His third dive was completely different again. The seafloor here was a rocky labyrinth, as though the canyons and -gulches of a Wild West movie set had been swallowed whole beneath a lake. He swam through this maze for a while, reached the end of a ravine to find the seafloor falling away almost sheer beneath him: he’d reached the shelf. He swam north along it for a few minutes, until, away in the deep waters to his left, he glimpsed something the fluorescent orange of a life-jacket. His heart gave a little lurch; he feared the worst. But when he swam closer, it proved to be only a cluster of four buoys held down by a cable that vanished into the depths. A fish aggregating device, most likely. He’d read about these things, though he’d never seen one before. They were an occasional tool of marine biologists, who’d tie one end of a long cable to a job-lot of broken truck axles; the other to some kind of flotation device, then sail the whole rig out over deep water and dump it. The idea was that the axles would sink to the sea-bed while the buoys would stay near the surface, and the cable would stretch out between them.
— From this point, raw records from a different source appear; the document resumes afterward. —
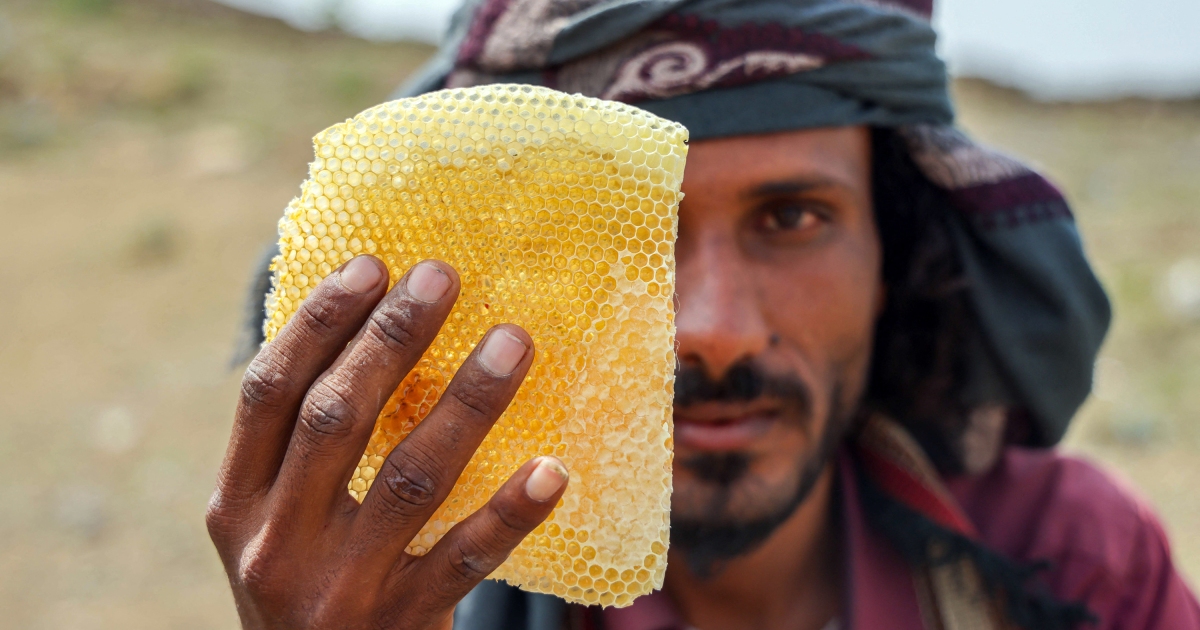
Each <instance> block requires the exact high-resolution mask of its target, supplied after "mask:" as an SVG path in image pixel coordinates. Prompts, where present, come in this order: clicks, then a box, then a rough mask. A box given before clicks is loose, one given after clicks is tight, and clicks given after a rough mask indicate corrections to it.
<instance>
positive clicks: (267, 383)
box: [241, 353, 293, 409]
mask: <svg viewBox="0 0 1200 630" xmlns="http://www.w3.org/2000/svg"><path fill="white" fill-rule="evenodd" d="M264 354H265V353H260V354H259V355H258V356H256V358H254V360H253V361H251V362H250V366H248V367H246V374H245V376H244V377H242V379H241V397H242V401H244V402H245V403H250V404H253V406H257V407H262V408H266V409H277V408H280V407H282V406H283V404H284V401H287V400H288V397H289V394H290V392H292V389H293V384H292V379H290V378H288V376H287V372H286V371H284V370H283V368H282V367H281V366H280V365H277V364H276V361H272V360H271V359H269V358H266V356H264Z"/></svg>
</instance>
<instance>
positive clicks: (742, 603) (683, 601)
mask: <svg viewBox="0 0 1200 630" xmlns="http://www.w3.org/2000/svg"><path fill="white" fill-rule="evenodd" d="M833 470H834V467H833V464H830V466H829V467H827V468H826V470H824V473H823V474H822V475H821V479H820V480H818V481H817V484H816V485H815V486H814V487H812V492H811V493H810V494H809V497H808V499H805V502H804V503H803V504H802V505H800V506H799V509H797V510H796V512H794V514H793V515H792V516H791V517H790V518H788V520H787V521H785V522H784V524H781V526H779V528H778V529H776V530H775V532H774V533H773V534H772V535H770V538H768V539H767V541H766V542H763V544H762V546H760V547H758V548H756V550H754V551H752V552H750V553H748V554H745V556H742V557H738V558H734V559H732V560H728V562H727V563H726V564H724V565H722V570H721V571H720V572H719V574H716V575H714V576H712V577H709V578H708V580H700V578H697V577H696V575H695V574H692V572H691V571H690V570H689V569H688V564H686V562H684V559H683V557H680V556H679V554H677V553H674V552H672V553H671V556H670V560H671V562H670V564H668V569H667V576H666V584H665V588H666V592H667V594H668V595H670V596H671V599H672V601H674V605H676V607H677V608H678V611H679V613H680V616H682V617H683V618H684V619H685V620H686V622H688V623H689V624H690V625H694V626H696V628H698V629H701V630H743V629H752V628H754V629H766V630H774V629H785V628H786V629H788V630H820V629H821V628H823V626H824V625H826V624H827V623H828V622H829V620H830V619H832V618H834V617H835V616H836V614H839V611H840V605H841V592H842V577H841V571H842V569H841V545H840V544H839V538H838V533H836V529H835V528H834V517H833V516H834V515H833V485H834V484H833V480H834V474H833Z"/></svg>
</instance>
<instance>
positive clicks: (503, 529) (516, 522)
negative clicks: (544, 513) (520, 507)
mask: <svg viewBox="0 0 1200 630" xmlns="http://www.w3.org/2000/svg"><path fill="white" fill-rule="evenodd" d="M487 510H488V511H490V512H492V516H493V517H494V518H493V521H494V522H496V528H497V529H499V532H500V534H502V535H503V536H509V535H511V536H520V538H524V535H526V534H528V533H529V532H530V530H532V529H533V528H534V527H538V523H539V522H540V521H539V520H538V518H536V517H534V516H533V515H530V514H528V512H527V511H526V510H522V509H521V508H520V506H517V505H512V504H510V503H505V502H500V500H490V502H487Z"/></svg>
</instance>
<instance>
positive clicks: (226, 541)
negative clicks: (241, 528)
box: [204, 491, 236, 547]
mask: <svg viewBox="0 0 1200 630" xmlns="http://www.w3.org/2000/svg"><path fill="white" fill-rule="evenodd" d="M235 523H236V518H235V517H234V515H233V510H232V509H230V506H229V502H228V499H226V498H224V496H223V494H222V493H221V491H216V492H214V493H212V498H210V499H209V505H208V508H205V510H204V524H205V527H208V529H209V538H211V539H212V542H215V544H216V545H217V546H218V547H221V546H223V545H224V544H226V542H227V541H228V539H229V534H230V533H232V530H233V528H234V526H235Z"/></svg>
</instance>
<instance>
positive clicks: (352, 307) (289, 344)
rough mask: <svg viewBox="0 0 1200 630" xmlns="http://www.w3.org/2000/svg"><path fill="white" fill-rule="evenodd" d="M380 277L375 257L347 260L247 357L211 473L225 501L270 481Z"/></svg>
mask: <svg viewBox="0 0 1200 630" xmlns="http://www.w3.org/2000/svg"><path fill="white" fill-rule="evenodd" d="M386 280H388V268H386V266H384V264H383V263H382V262H379V260H378V259H377V258H374V257H371V256H360V257H358V258H354V259H352V260H350V262H348V263H346V264H344V265H342V266H341V268H340V269H338V270H337V271H335V272H334V274H331V275H330V276H329V277H326V278H325V280H324V281H322V283H320V284H318V286H317V288H316V289H313V292H312V293H311V294H310V295H308V298H307V299H305V301H304V302H302V304H301V305H300V308H299V310H298V311H296V313H295V314H294V316H293V317H292V320H290V322H288V324H287V325H286V326H283V329H282V330H281V331H280V334H278V336H277V337H276V338H275V341H272V342H270V343H268V344H266V346H265V347H264V348H263V349H262V350H259V353H258V355H257V356H256V358H254V360H253V361H251V364H250V366H248V367H247V368H246V376H245V377H244V378H242V382H241V395H240V397H239V400H238V410H236V414H235V416H234V426H233V434H232V437H230V438H229V446H228V449H227V451H226V457H224V462H223V463H222V464H221V472H220V474H218V476H217V492H218V493H222V494H224V498H226V499H227V500H229V499H236V498H240V497H245V496H250V494H254V493H257V492H259V491H262V490H265V488H266V487H268V486H269V485H270V484H271V481H272V480H274V479H275V476H276V474H277V473H278V470H280V466H281V463H282V462H283V455H284V454H286V451H287V446H288V440H289V439H290V436H292V431H293V427H294V425H295V419H296V414H298V413H299V409H300V403H301V401H302V400H304V396H305V394H306V392H307V391H308V388H310V386H312V383H313V382H314V380H316V379H317V377H318V376H320V374H322V373H323V372H324V371H325V370H326V368H328V367H329V366H330V364H332V362H334V360H335V359H336V358H337V355H338V354H340V353H341V352H342V349H343V348H346V344H347V343H348V342H349V341H350V340H352V338H353V337H354V335H355V334H358V331H359V329H360V328H362V324H364V322H366V319H367V317H368V316H370V314H371V310H372V308H373V307H374V305H376V304H378V301H379V299H380V298H382V296H383V294H384V292H386V289H388V282H386Z"/></svg>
Algae would grow upon this cable, drawing shoals of algae-eaters that in turn drew bigger fish, and so gave marine biologists a fixed point to study changing pelagic fish populations, and local fishermen somewhere to ply their trade that wouldn’t damage the reef. This one was certainly doing its job. The cable beneath him was surrounded by a pointillist haze of small fish, and the larger shadows of their predators. A juvenile white-tip shark saw him and lazily headed his way, curiosity rather than menace. He retreated to the relative safety of shallower waters. Back through the canyons again, he reached a place like an underwater rubbish tip, where tides and currents had brought together a great mass of detritus over the centuries. He floated inches above it, careful not to stir up sediment, scoured it for artefacts. It didn’t take long for him to pick out several fragments of porcelain and coarse-ware, though he’d never have spotted them unless he’d been looking, for they lay in an almost perfect camouflage of old shells, dead coral, cartilage and bone. He didn’t find a wreck, however, or any sign of Adam or Emilia. And the day was getting on, and he’d still barely put a dent in the vast expanse of the Eden reefs.
The search area was too big for him alone, that much was clear. He needed help. There were fifteen other divers on board the Maritsa, searching urgently for the wreck, but surely in the wrong places. He needed to bring them down here. But before he could even broach that with Miles, he needed to speak to Rebecca.
He couldn’t lie to her any longer. It was time to tell her who he was.